We already have several Meta posts that are there specifically for helping new visitors learn what is and isn't on-topic. The posts were made with this type of question in mind. The best course of action is to leave a friendly, helpful, polite comment explaining why a certain questions doesn't quite fit here, vote to close the post, and be patient with newcomers.
Typically I leave a comment like the following:
Welcome to the site. As a new visitor, I'd recommend checking out the
following two posts, which are meant to help newcomers "learn the
ropes": help page and
How we are different than other
sites?.
As covered in that second post, this question is off-topic. We don't
focus on who is correct, we stick to what various denominations
teach.
Note that the above includes the fact that we don't focus on whether Christians, muslims, atheists, wiccans, or some other religion is "correct". We simply don't care to discuss what is "correct", "true", "real", "imaginary", etc. This site isn't about that any more than the sci-fi site is about whether warp drive or Time lords are real. We simply cover what it taught, just like that SE site covers what is written (or in a movie/tv show/series, etc.)
Other possible responses:
As phrased, this question is likely to attract a bunch of conflicting
personal opinions, which isn't really constructive on a StackExchange
site. See Real Questions have Answers.
In the example you linked to, this would be a valid argument. I can think of many reasons for people to believe the Bible, just as I can think of many reasons not to. It all boils down to a subjective determination on what evidence to accept, what evidence is convincing, and what you are willing to believe. It's an opinion question pure and simple.
If the question is salvageable through editing, I may ask if they mind if I edit it to bring it in line with site guidelines while still getting an answer to their original question, or I might point them to Tips for editing a question to make it suitable for re-opening
The question in your example wouldn't have been a good candidate for editing into site guidelines.

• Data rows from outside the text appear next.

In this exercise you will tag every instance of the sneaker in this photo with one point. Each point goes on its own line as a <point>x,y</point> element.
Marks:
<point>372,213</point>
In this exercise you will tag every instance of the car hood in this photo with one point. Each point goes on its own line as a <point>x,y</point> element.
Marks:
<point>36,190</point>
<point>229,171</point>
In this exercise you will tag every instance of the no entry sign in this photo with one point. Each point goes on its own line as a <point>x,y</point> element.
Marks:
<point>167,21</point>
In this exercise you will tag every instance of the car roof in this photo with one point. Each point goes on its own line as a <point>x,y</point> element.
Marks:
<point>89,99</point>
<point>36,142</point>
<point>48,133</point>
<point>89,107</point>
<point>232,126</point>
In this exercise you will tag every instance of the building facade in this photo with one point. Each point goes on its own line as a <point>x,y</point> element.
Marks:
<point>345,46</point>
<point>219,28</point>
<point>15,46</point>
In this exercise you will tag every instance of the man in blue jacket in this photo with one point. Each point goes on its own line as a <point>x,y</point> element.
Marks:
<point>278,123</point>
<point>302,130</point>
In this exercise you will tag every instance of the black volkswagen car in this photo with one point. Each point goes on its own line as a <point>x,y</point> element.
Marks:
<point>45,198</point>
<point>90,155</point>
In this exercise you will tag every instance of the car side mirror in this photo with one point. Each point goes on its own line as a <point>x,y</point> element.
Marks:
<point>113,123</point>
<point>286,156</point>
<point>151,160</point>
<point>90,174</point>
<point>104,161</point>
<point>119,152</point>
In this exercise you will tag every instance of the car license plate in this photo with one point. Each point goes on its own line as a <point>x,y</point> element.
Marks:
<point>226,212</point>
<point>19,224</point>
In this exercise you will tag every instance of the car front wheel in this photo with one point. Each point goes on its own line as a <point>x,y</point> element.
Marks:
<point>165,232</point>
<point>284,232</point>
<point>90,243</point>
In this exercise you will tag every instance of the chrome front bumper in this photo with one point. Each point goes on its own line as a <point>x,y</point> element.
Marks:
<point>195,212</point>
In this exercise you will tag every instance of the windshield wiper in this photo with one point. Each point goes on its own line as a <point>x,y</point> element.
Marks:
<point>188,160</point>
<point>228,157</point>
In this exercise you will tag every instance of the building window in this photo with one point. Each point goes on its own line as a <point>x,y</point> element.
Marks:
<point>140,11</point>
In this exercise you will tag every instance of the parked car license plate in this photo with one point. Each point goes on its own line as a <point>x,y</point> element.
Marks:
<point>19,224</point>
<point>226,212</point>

- I can think of ways to phrase it so that it's not an opinion question... "What are common Apologetic arguments for the validity of the Bible" but that would be too broad. (Many books have been written on the subject.)

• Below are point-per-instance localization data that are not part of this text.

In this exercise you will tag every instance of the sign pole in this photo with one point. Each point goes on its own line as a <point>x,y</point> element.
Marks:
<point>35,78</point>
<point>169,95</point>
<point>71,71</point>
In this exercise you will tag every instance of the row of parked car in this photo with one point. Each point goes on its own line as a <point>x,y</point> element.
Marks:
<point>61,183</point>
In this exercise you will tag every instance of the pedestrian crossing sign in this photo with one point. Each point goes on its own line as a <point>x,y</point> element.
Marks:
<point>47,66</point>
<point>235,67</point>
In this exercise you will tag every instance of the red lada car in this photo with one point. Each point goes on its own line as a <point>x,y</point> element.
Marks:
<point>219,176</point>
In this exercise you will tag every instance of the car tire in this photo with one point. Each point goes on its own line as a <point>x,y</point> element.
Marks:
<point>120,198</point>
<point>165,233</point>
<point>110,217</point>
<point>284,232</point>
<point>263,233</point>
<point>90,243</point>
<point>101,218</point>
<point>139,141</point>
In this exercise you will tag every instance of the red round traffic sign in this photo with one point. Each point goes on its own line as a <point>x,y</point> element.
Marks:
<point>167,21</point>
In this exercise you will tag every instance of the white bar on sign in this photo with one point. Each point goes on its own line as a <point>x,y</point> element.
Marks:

- Each individual point in the question has a standard Apologetic answer (but that would be multiple questions, most of which have already been asked here so they'd be duplicates.) So I wouldn't bother trying to edit it or suggest that they do. I'd VTC and move on.
Finally, if the topic is interesting, or something I can't resist discussing, I might create a chat room and invite the user to discuss it there. I've seen several others do the same thing.
One last note, lest anyone claim we are out to silence atheists, that's not the case. Atheists and non-Christians are welcome here. They just need to follow the same rules we do. See Are questions from atheists welcome here?